CUMBERLAND — Officials with the Western Maryland Scenic Railroad announced Thursday they are postponing the July debut of the Baldwin Steam Engine No. 1309.

The refurbish and return to service of the massive steam engine has been delayed multiple times since the 1949 locomotive was purchased five years ago.

John Garner, WMSR general manager, said the train still has mechanical issues that require work. He said the highly-anticipated July debut will not happen.

“Originally we were talking about a July 6 date (for the debut),” said Garner. “There are a couple of things that we got into discovering, between the work we’ve done earlier and the machine shop in Ohio that found some things.”

An update on the scenic railroad operations was given Thursday at the Allegany County Office Complex on Kelly Road.

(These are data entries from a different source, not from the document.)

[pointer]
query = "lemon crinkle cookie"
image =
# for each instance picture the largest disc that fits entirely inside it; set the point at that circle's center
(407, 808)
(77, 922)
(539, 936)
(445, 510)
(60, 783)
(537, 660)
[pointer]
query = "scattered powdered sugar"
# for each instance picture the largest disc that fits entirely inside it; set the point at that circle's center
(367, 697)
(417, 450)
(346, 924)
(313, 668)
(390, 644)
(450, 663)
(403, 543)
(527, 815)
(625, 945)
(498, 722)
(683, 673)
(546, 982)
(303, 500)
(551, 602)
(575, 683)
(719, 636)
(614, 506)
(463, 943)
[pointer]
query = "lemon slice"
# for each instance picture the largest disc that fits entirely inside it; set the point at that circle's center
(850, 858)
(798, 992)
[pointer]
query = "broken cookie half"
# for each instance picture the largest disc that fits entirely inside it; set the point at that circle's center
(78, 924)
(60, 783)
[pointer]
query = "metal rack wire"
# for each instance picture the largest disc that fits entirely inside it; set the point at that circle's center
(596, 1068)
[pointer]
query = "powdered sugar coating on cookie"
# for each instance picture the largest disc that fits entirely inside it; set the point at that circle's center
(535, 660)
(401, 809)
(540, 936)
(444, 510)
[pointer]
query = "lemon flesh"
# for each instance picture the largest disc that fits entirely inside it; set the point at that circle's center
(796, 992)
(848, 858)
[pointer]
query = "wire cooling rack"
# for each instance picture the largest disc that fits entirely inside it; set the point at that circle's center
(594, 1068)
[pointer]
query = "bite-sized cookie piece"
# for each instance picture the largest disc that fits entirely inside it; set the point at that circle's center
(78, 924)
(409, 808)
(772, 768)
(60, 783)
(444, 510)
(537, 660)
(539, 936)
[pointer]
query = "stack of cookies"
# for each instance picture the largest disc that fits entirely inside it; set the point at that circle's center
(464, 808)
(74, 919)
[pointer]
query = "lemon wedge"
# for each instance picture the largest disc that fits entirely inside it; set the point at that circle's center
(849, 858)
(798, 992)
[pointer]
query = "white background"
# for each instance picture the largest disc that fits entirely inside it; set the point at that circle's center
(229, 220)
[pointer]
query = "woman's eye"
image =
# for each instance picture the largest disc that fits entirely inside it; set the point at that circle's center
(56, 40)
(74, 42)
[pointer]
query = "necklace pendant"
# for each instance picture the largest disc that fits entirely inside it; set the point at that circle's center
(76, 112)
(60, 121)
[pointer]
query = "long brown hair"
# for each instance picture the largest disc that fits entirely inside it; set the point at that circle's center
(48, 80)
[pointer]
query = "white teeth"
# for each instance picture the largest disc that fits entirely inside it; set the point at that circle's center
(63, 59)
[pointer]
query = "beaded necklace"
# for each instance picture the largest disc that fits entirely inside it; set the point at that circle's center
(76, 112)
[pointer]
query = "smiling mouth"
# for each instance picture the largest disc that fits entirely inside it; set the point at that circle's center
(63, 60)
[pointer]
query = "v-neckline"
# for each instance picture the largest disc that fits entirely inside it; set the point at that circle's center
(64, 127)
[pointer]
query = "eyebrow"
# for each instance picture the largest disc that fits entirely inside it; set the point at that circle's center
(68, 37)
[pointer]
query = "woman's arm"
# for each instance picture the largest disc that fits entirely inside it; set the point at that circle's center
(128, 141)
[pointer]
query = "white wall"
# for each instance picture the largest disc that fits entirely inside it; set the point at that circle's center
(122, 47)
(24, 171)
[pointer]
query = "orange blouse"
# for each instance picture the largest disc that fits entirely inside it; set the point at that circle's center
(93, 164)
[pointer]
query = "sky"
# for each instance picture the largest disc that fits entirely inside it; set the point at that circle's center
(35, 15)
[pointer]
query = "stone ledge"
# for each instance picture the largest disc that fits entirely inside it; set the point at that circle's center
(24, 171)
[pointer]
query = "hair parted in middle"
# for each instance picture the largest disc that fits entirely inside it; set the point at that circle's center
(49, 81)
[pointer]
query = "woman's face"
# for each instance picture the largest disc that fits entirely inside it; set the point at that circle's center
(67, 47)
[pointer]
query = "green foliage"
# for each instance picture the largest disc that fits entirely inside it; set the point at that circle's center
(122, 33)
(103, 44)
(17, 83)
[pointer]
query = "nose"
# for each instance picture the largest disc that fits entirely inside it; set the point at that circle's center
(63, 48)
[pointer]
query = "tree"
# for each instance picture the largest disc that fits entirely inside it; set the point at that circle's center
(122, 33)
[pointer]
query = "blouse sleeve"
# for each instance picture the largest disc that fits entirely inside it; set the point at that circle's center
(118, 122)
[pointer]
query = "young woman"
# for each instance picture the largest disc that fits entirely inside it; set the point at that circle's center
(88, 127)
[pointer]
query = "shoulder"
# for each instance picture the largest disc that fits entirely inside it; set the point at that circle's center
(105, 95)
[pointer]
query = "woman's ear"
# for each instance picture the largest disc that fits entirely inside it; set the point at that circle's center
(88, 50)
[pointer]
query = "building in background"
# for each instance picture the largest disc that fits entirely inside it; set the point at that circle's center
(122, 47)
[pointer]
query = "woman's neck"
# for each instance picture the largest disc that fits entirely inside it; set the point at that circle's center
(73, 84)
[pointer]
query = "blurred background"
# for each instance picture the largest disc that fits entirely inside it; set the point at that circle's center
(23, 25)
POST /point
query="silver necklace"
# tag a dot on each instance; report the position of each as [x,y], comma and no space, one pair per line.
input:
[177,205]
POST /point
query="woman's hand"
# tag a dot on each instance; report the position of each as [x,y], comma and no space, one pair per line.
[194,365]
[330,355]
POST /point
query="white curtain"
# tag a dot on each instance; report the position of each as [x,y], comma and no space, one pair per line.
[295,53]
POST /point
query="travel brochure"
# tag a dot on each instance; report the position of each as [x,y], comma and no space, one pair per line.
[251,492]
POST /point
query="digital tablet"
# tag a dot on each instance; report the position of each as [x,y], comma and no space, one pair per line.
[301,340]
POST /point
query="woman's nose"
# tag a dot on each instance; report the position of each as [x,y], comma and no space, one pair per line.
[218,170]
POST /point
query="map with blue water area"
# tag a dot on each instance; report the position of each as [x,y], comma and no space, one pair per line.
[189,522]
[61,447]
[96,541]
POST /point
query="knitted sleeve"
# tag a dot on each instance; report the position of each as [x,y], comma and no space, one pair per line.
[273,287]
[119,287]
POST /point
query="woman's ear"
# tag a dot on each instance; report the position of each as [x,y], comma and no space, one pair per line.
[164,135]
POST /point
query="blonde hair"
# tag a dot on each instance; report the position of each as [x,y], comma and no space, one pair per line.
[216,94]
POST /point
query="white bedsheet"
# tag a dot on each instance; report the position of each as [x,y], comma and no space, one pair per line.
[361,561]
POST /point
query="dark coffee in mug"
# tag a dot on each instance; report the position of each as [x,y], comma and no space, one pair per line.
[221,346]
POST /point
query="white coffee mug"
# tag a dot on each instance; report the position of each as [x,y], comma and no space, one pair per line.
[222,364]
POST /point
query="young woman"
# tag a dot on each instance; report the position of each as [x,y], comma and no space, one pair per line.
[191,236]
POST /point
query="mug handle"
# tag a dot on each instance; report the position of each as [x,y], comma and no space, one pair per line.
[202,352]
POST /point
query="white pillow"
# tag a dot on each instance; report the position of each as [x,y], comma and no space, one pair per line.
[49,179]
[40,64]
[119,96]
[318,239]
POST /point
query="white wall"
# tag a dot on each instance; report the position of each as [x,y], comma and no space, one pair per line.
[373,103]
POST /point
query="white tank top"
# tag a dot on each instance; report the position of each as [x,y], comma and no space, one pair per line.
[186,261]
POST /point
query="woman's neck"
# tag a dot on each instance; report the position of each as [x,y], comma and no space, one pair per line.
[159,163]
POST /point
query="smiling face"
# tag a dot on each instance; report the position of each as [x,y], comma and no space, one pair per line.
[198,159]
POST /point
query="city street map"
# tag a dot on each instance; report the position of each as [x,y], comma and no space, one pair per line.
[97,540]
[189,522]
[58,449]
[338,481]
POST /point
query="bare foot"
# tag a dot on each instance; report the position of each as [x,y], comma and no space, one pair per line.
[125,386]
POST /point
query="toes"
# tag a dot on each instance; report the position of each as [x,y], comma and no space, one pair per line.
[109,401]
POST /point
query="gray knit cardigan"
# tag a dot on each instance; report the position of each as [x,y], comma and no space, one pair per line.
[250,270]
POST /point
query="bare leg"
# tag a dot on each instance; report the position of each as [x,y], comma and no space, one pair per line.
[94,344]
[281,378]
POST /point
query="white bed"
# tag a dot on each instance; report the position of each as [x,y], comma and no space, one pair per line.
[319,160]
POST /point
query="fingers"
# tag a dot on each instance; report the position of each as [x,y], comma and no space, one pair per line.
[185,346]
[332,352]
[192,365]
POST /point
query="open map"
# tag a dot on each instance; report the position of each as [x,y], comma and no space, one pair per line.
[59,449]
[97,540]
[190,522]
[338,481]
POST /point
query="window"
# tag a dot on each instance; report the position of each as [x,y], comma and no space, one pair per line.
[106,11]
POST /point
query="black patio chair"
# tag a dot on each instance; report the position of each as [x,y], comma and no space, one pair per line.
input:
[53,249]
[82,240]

In addition to the postponement of the return of Engine No. 1309, dubbed Maryland Thunder, Allegany County received more bad news in regard to the condition of the WMSR’s rail lines which span from Cumberland to the Frostburg Depot.

“The track itself is property of Allegany County,” said Brandon Butler, county administrator. “With that, there is some TLC (tender loving care) needed for the rails. We are looking at the reports. We are looking at about 1,200 ties that look like they are in need of replacement as soon as possible.”

Butler said Engine No. 1309, billed the largest articulated steam locomotive east of the Mississippi River, adds a significant increase in weight for the train.

“The steam engine is larger and heavier than the current locomotive that runs up and down those tracks,” said Butler.

Officials said the cost will be roughly $150,000 for 1,200 ties, spikes, plates, weed spraying and inspections.

“We also have some preventative weed spraying which needs to take place, which is $26,000, but that has come in lower than expected,” said Butler. “There is also an issue of a bridge inspection that is in order of about $25,000. All in all, you are looking at $150,000 to spend.”

Butler said he spoke with officials from the city of Cumberland and Frostburg about contributing to the repair costs.

“Given the fact they are partners and beneficiaries of this endeavor, they have looked at splitting the cost,” he said. “Roughly, it is a $45,000 expenditure to the county and $22,500 from Frostburg and Cumberland.”

Butler said the remaining $60,000 will come from a public/private partnership of the WMSR.

The members of the Allegany County Board of Commissioners voted unanimously, in Thursday evenings regular public county meeting, to fund the $45,000.

Allegany County Commissioner Dave Caporale asked about the timeline for repairing the tracks.

“This is now,” said Garner. “It should take about a month.”

Garner said the work will take place during the week limiting the impact to the WMSR operating schedule, which currently uses diesel locomotives to pull the train.

“We are having some challenge in getting the ties here in a timely fashion,” said Garner. “We won’t miss operating days; we’ll do maintenance through the week and run on the weekends.”

Garner said the use of diesel locomotives has had some impact on ridership.

“We are about 20% down from last year,” he said. “But, we fully believe everyone is waiting for this (steam) locomotive (No. 1309) to come out.”

Despite the setbacks, officials remain determined to see the tracks repaired and Engine No. 1309 running.

“The scenic railroad is one of our largest attractions,” said Butler. “The whole reason we have hotel/motel tax (income) is in large part due to the railroad with the folks that do come up here.”

Commissioner Creade Brodie Jr. said track maintenance for the WMSR, which opened in 1988, has been lacking.

“I don’t believe there has been any major track or tie repair work done in the history of the railroad,” said Brodie. “We do take this very seriously and we want to help you get this steam locomotive up and running as soon as possible. We need to come up with some sort of legacy plan for the railroad. This is a Band-Aid on a bigger picture.”